In line with a UN resolution adopted on Saturday, the 27-nation bloc banned the supply to Libya of arms, ammunition and related material.
The EU also said it was making contact with Libyans seeking to overthrow Gaddafi’s regime, a day after Washington said it was ready to assist the pro-democracy protesters who have overrun key cities and now control vast swathes of the oil-rich North African state.
Gaddafi’s crumbling regime now controls only some western areas around the capital and a few long-time bastions in the arid south, reporters and witnesses say as France, the United States and Britain urged him to step down.
The US froze €30bn worth of Libyan government assests.
The EU’s energy commissioner said Gaddafi’s regime no longer controls most of Libya’s oil and gas fields as they have fallen in the hands of the opposition.
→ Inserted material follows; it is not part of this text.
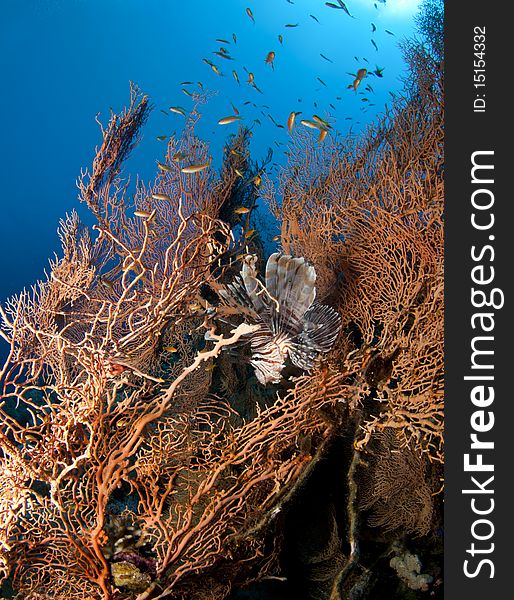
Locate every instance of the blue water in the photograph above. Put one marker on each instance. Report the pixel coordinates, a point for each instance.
(64, 61)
“There is reason to believe that the majority of the oil and gas fields are no longer under Gaddafi’s control,” Gunther Oettinger told a news conference.
A travel ban meanwhile was also slapped on Egypt’s ousted president Hosni Mubarak.
Besides Mubarak, who resigned and retreated to his home in Sharm el-Sheikh on the Red Sea on February 11 following weeks of protests, the decision also applied to his wife Suzanne, his two sons Ala and Gamal, and their wives.
Mubarak is thought to have grown wealthy during his rule, with the state- owned Al-Ahram newspaper reporting that his family had “secret accounts in Egyptian banks,” including deposits of $147 million (€107m) for his wife and $100m each for his sons.
Egyptian authorities have launched numerous judicial proceedings against those close to Mubarak, most of them based on accusations of corruption and fraud.
US Secretary of State Hillary Clinton said that backing political transitions in the Arab world was not just a matter of ideals, but a “strategic imperative”.
“The United States supports orderly, peaceful and irreversible transitions to real democracies that deliver results for their citizens,” she told the UN Human Rights Council.
Even as she was speaking, fresh clashes erupted between Omani police and protesters, a day after police killed at least one as the turmoil rocking the Arab world reached the normally calm Gulf sultanate.
Hundreds of demonstrators stormed a police station in the key industrial area of Sohar, northwest of the capital Muscat, and police responded by firing tear gas, witnesses said.
The protesters, who are demanding jobs and political reform, continued to man roadblocks around Sohar despite the announcement by the authorities of new benefits for the jobless and more powers for an elected advisory council.
In Algiers, a man died after setting himself alight at the weekend in a protest in front of a government office, the El Watan daily newspaper reported.
It was the fifth death by self-immolation in Algeria since mid-January, soon after days of rioting across much of the country to protest soaring food prices.
About a dozen people have carried out similar protests since then.
The self-immolation of a young Tunisian in December unleashed weeks of protests in that country that toppled president Zine El Abidine Ben Ali after 23 years in power. Similar protests have spread across the Arab world.
In Manama, Bahrain’s Crown Prince Salman said efforts were under way to launch talks with the opposition, which is demanding major political reforms amid a wave of anti-government protests.
The sweeping unrest has affected financial markets, with stocks listed in the energy-rich Gulf states dropping sharply.